WWF 'offers ideas and guidance'

The World Wide Fund for Nature Global Forest and Trade Network logo
The GFTN says working only with good companies would accomplish nothing

WWF's George White said he couldn't comment on the case, because SIFORCO was not a member of GFTN, having had its recent application suspended on the basis of these allegations until investigations have concluded.

"But [SIFORCO] is a subsidiary of the Danzer Group," Tegtmeyer said, "and WWF confirmed that they are keeping up the relationship with the other companies of Danzer Group.

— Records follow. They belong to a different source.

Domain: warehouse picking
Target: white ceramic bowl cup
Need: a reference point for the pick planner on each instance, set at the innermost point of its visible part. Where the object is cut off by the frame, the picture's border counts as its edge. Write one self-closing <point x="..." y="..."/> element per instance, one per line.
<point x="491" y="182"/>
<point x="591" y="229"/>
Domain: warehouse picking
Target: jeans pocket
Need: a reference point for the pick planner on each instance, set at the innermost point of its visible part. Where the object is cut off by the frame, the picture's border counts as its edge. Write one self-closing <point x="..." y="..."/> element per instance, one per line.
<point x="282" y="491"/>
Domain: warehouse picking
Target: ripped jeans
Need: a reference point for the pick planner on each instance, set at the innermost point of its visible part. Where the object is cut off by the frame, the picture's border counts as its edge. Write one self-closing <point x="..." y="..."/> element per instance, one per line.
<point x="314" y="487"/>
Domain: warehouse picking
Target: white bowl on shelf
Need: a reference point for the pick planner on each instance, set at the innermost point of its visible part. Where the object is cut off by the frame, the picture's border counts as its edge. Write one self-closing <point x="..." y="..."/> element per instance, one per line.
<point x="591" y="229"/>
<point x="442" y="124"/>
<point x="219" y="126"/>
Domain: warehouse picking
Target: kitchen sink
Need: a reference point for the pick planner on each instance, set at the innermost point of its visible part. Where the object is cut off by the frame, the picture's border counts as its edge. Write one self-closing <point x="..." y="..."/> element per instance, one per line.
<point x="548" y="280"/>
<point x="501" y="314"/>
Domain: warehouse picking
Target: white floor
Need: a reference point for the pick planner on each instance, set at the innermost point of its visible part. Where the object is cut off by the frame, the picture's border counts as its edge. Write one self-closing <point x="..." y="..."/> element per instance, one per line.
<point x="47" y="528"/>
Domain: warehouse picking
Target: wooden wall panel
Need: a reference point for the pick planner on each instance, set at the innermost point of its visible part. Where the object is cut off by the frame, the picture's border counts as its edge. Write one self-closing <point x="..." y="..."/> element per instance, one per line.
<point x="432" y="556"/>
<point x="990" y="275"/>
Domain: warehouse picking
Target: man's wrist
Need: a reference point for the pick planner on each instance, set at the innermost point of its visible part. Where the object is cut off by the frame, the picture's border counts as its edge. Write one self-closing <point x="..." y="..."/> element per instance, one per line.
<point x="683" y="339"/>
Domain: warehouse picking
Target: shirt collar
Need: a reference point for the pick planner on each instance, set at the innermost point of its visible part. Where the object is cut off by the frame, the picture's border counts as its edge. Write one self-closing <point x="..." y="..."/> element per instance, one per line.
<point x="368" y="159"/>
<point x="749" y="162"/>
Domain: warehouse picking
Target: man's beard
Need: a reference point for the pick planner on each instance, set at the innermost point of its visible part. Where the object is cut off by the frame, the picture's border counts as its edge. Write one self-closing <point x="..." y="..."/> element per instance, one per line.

And on the company website, they say 'we are working with WWF' without specifying which companies are doing so."

White said that the critical report marginalizes two issues he wishes were better highlighted. Firstly, the fact that even GFTN members cannot necessarily tout WWF endorsement or approval for their activities - but rather cooperation towards better working practices. Also, he said, the 20 years of progress the deal has helped achieve is underplayed.

"WWF doesn't buy any wood. All we have to offer is ideas and guidance and, here, a framework to work within," he said. "And I think it's been a tremendously successful framework over the years. The market is a tremendous mechanism, if you can harness it correctly, to get results and to get them quickly outside of government processes."